The module also have a nice cached_property which helps to memoize heavy lifting methods.

Functions overloading

Python does not support function overloading but we can always create a dispatcher function that checks types of the arguments and calls a type specific implementation. The same functools module has a partial solution for functions overloading - functools.singledispatch. singledispatch is a decorator that returns a generic dispatcher that provides a method for registering type specific implementations.

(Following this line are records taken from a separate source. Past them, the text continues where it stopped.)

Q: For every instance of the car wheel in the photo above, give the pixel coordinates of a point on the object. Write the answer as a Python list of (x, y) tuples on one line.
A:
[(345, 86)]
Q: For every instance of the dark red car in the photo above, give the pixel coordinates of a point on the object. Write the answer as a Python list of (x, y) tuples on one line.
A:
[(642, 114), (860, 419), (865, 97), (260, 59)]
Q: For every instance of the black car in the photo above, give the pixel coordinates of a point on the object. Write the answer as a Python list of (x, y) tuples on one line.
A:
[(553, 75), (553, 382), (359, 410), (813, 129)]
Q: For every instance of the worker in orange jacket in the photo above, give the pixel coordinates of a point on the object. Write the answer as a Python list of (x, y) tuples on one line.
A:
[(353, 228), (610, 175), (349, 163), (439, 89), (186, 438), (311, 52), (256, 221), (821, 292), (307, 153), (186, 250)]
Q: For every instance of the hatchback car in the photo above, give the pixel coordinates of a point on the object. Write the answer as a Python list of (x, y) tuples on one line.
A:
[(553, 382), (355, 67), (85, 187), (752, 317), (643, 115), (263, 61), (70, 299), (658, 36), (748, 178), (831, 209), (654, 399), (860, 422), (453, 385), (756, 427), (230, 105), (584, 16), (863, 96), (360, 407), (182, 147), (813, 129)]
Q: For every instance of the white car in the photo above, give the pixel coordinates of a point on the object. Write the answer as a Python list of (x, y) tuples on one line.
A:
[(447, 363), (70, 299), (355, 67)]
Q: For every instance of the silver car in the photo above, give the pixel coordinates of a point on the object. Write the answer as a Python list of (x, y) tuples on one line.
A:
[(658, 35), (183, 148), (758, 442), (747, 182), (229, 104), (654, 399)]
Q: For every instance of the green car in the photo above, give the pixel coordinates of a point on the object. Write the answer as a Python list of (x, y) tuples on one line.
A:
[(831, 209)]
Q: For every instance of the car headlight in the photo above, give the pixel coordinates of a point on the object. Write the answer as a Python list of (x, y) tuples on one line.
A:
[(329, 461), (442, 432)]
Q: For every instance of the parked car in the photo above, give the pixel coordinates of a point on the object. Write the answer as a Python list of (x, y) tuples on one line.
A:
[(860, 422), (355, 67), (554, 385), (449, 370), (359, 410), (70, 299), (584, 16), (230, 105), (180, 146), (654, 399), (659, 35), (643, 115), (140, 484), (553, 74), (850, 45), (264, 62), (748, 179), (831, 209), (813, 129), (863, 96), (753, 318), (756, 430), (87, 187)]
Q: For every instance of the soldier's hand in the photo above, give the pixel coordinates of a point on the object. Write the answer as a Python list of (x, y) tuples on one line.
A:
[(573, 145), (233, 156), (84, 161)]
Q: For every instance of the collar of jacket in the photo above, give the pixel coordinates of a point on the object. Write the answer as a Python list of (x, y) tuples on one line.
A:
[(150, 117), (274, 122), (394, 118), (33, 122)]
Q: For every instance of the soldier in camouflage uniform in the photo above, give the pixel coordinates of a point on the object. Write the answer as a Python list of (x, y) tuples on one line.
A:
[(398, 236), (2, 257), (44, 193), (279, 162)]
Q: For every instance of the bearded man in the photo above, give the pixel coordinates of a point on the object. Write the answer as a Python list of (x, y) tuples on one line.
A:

An example from the documentation:

>>> from functools import singledispatch
>>> @singledispatch
... def fun(arg, verbose=False):
...     if verbose:
...         print("Let me just say,", end=" ")
...     print(arg)
>>> @fun.register
... def _(arg: int, verbose=False):
...     if verbose:
...         print("Strength in numbers, eh?", end=" ")
...     print(arg)
...
>>> fun("Hello, world.")
Hello, world.
>>> fun("test.", verbose=True)
Let me just say, test.
>>> fun(42, verbose=True)
Strength in numbers, eh? 42

Unfortunately singledispatch uses only the first argument for dispatching but it s probably enough for 99% of use-cases.

Summary

The second part of the book ushers us through the wonderful world of callables. It starts from seemingly unrelated things like type hints but each piece of the puzzle contributes to the whole picture. And in the end you starts seeing connections between different parts and then at some point it just clicks: “Oh. Wow. Now I see. Now, I get it”. For example, I wrote just a few decorators in my career some of them were quite simple some of them were more complex. For the more complex cases I often were a bit confused by how all that magic works. The book showed how closures help to build decorators and decorator actually do. The book showed a few neat tricks like caching, registers, and dispatchers. Also is a also huge fan of type hints I appreciate the level of details the provides on that topic.

I want to mention protocols as well. I always had that concern that I can’t use type hints for boto3 client classes because there are no public client classes in boto3. Hence I couldn’t use type hints in my code, which actually led to a few bug in production, with protocols I can finally create definitions for the clients I use so I can check if the clients are called correctly.

In my opinion, Fluent Python by Luciano Romalho is definitely worth spending $55 even if you stop reading the book after the part two. Must read.